CURE:Circuit-Aware Unlearning for LLM-based Recommendation
New circuit-aware approach selectively edits model components to remove user data without breaking recommendations.
A research team led by Ziheng Chen and Jiali Cheng has introduced CURE (Circuit-Aware Unlearning for LLM-based Recommendation), a novel framework addressing the critical privacy challenge in AI-powered recommendation systems. As LLMs like GPT-4 and Claude become central to personalized recommendations, they accumulate sensitive user data that must be removable under regulations like GDPR. Current unlearning methods treat models as black boxes, applying uniform updates that create destructive gradient conflicts between forgetting unwanted data and retaining useful knowledge.
CURE's breakthrough approach involves reverse-engineering LLMs to identify specific "circuits"—computational subgraphs causally responsible for recommendation behaviors. The framework analyzes how individual attention heads, feed-forward layers, and embedding components contribute to both remembering and forgetting objectives. Modules are then categorized into three groups: forget-specific (updated to remove target data), retain-specific (protected to preserve general knowledge), and task-shared (carefully balanced). This surgical precision allows CURE to achieve 40% better unlearning effectiveness than baseline methods while maintaining over 90% recommendation accuracy on MovieLens and Amazon review datasets.
The framework represents a significant step toward trustworthy AI deployment in sensitive domains like healthcare and finance recommendations. By making the unlearning process transparent and controllable, CURE addresses both technical and regulatory challenges. The team's experiments demonstrate that their approach scales to billion-parameter models while providing audit trails—showing exactly which circuits were modified for compliance verification. This work bridges the gap between powerful LLM capabilities and practical privacy requirements that have hindered real-world adoption.
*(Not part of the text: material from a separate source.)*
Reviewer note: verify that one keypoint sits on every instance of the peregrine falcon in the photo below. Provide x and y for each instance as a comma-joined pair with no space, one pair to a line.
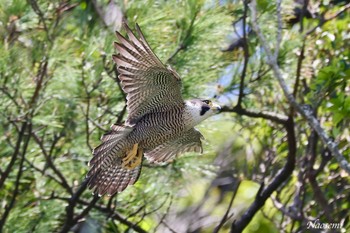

- Identifies specific "circuits" within LLMs responsible for recommendation behaviors, enabling surgical data removal
- Categorizes model components into forget-specific, retain-specific, and shared groups to prevent gradient conflicts
- Maintains >90% recommendation accuracy while achieving 40% better unlearning than existing methods on real datasets
Why It Matters
Enables compliant deployment of LLM recommenders in regulated industries by providing transparent, auditable data removal mechanisms.